Can We Infer Confidential Properties of Training Data from LLMs?
Pengrun Huang, Chhavi Yadav, Kamalika Chaudhuri, Ruihan Wu
TL;DR
This work investigates the leakage of dataset-level properties from domain-specific fine-tuned LLMs, introducing PropInfer as a benchmark to evaluate property inference under two fine-tuning modes: Q&A (SFT) and chat-completion (CLM-FT) using the ChatDoctor dataset.

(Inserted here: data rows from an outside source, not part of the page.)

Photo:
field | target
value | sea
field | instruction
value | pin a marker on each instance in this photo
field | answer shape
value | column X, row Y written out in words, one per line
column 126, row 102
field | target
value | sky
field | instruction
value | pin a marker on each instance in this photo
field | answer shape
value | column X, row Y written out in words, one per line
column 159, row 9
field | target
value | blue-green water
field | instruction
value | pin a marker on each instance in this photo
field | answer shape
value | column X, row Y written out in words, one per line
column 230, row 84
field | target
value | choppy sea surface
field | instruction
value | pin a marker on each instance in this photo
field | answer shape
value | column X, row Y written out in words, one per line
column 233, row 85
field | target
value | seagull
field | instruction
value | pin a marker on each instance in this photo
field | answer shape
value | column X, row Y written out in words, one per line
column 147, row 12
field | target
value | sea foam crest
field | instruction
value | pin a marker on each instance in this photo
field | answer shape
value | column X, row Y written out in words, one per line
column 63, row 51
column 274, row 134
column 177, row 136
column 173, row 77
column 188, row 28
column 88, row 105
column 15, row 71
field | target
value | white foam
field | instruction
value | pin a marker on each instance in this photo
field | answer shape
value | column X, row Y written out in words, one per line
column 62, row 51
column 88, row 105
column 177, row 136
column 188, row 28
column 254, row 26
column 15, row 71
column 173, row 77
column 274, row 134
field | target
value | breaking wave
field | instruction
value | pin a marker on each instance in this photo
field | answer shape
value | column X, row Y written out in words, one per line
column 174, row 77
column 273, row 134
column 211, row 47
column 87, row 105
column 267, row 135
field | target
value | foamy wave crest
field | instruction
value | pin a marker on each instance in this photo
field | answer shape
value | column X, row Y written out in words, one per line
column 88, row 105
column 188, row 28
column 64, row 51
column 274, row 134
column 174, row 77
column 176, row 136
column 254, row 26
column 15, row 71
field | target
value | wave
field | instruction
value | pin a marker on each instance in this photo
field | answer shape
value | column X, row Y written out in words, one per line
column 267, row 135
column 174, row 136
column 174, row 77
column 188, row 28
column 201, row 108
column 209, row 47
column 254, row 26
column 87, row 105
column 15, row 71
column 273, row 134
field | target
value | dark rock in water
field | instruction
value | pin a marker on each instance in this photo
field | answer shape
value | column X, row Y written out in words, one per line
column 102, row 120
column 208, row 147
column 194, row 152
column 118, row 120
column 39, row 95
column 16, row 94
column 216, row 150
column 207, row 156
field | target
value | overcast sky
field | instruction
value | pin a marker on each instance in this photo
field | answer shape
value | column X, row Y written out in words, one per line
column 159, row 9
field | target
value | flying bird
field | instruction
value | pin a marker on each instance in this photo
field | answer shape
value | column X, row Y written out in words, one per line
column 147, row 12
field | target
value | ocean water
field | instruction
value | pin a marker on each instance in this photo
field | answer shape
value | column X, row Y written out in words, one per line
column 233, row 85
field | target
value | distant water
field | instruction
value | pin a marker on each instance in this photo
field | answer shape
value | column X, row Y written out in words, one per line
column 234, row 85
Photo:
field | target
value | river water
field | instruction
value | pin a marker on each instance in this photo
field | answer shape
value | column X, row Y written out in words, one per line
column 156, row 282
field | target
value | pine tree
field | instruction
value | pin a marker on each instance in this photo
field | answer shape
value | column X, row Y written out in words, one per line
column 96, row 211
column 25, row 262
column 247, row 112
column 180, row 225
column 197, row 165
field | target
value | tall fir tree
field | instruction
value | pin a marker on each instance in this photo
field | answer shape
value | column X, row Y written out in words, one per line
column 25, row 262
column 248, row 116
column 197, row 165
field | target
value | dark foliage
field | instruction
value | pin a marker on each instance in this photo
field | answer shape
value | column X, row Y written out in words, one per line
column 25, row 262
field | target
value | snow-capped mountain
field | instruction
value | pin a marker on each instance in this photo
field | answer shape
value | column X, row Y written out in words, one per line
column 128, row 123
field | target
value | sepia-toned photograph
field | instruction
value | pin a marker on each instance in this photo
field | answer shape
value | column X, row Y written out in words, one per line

It proposes two attacks tailored to LLMs—a prompt-based generation attack for black-box access and a shadow-model, word-frequency attack for grey-box access—and demonstrates their effectiveness across multiple models and target properties. Results show that property inference is a practical threat: the word-frequency shadow attack excels in Q&A mode while generation-based attacks thrive in Chat-Completion mode, with varying efficacy depending on whether the target property appears in questions, answers, or both. The findings highlight a real risk to dataset confidentiality in real-world deployments and provide a standardized framework for developing defenses and further evaluations.
Abstract
Large language models (LLMs) are increasingly fine-tuned on domain-specific datasets to support applications in fields such as healthcare, finance, and law. These fine-tuning datasets often have sensitive and confidential dataset-level properties -- such as patient demographics or disease prevalence -- that are not intended to be revealed. While prior work has studied property inference attacks on discriminative models (e.g., image classification models) and generative models (e.g., GANs for image data), it remains unclear if such attacks transfer to LLMs. In this work, we introduce PropInfer, a benchmark task for evaluating property inference in LLMs under two fine-tuning paradigms: question-answering and chat-completion. Built on the ChatDoctor dataset, our benchmark includes a range of property types and task configurations. We further propose two tailored attacks: a prompt-based generation attack and a shadow-model attack leveraging word frequency signals. Empirical evaluations across multiple pretrained LLMs show the success of our attacks, revealing a previously unrecognized vulnerability in LLMs.